Aubrey C. Daniels died on March 1, 2025, at age 89. While his passing was not unexpected, I was struck by how dim the morning light appeared out my window. Another giant of our field was gone. He was my colleague, a professional partner in business, and a friend. He wanted the world to see what could come from the science of behavior that he loved.

He leaves behind the values found in humor, kindness, generosity, and humility. Working with him was a never-ending delight—exploring how best to translate the basic science into consumable morsels for those far removed from behavior analysis but quick to understand both its utility and its power as a science. In particular, he is well known for introducing those outside the field to the pragmatic power of positive reinforcement (R+) in accelerating and sustaining good outcomes for individuals and their organizations. His was not a simple application of what sounds like a simple concept. As clients worked with Aubrey, they explored in detail concepts of behavior analysis, including findings from the experimental analysis of behavior. He helped his clients learn how to address complex and interconnected consequences across corporate operations and their own lives. He wanted to increase independent and skilled applications of this most optimistic science to accelerate desired performance and value-laden enrichment of the conditions that surround such accomplishments.

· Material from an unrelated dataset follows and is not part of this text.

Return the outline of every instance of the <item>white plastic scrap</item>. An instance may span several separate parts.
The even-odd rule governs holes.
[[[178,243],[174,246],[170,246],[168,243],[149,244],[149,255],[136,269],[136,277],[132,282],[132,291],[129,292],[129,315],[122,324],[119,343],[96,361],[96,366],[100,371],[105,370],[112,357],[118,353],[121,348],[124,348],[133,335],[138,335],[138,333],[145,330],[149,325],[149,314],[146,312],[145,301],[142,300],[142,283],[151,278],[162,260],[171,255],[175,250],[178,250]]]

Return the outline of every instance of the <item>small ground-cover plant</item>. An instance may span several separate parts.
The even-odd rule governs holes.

Affectionately known as the Father of Performance Management, Aubrey became a sought-after speaker and served on many boards, including the Cambridge Center for Behavioral Studies, and was an associate at Harvard University’s John F. Kennedy School of Government. The author of six best-selling books, his works were widely recognized as international classics of business management. His textbook, Performance Management, is in its fifth edition and has sold more than 700,000 copies. His book, Bringing Out the Best in People, now in its third edition, is considered a seminal work in business literature. In 1977, he founded the Journal of Organizational Behavior Management, a peer-reviewed academic journal that continues to be published and is the main source in the field today. His books have been translated into Japanese, Chinese, Korean, Spanish, and French, and licensed in China, India, Indonesia, Japan, Korea, Romania, and Saudi Arabia.

Aubrey’s way of teaching the science of behavior to anyone who would listen often ended up turning them into passionate advocates of the science and its implications in application. He liked to see where behavior might go once in contact with the elements that build persistence and passion in striving to reach clearly defined and measured goals.

He was a scientist, and his lab was the workplace, developing conditions and outcomes of behavior at work that were profound. He developed simple translation tools and, in that application, created ardent advocates of the science. If we continue his honest, direct, and positive teaching methods, understanding the depth by which the power of positive reinforcement can improve how we treat one another and ourselves, that would be, as he expressed to me, a very good thing for how his contributions would be remembered– a treasured legacy.

With Tom Freeman’s permission, I am sharing a note he wrote to me on hearing of Aubrey’s death. It captures so much about why this man was loved.

“We were all fortunate to have had the chance to spend even a short amount of time with this man. How much light has this one person brought to a world so often plagued by darkness? A life of such consequence, with a natural elegance yet a kind of authentic down-home sophistication that one found oneself drawn into his sphere of wisdom and easy humor without even realizing that your view of the world was being shifted towards both the truth of things and the light of service — for what he had to say always seemed grounded in a deep commitment to benefitting the lives of others. I did not know him well, but this is the man as I saw him, and I am grateful to the universe for having allowed me to share my time on this planet with such a phenomenal human being.”

If you have not read his books, take a look. His writing offers a wise, humorous, and insightful view of behavior analysis in action, and ultimately conveys to all of us our common humanity.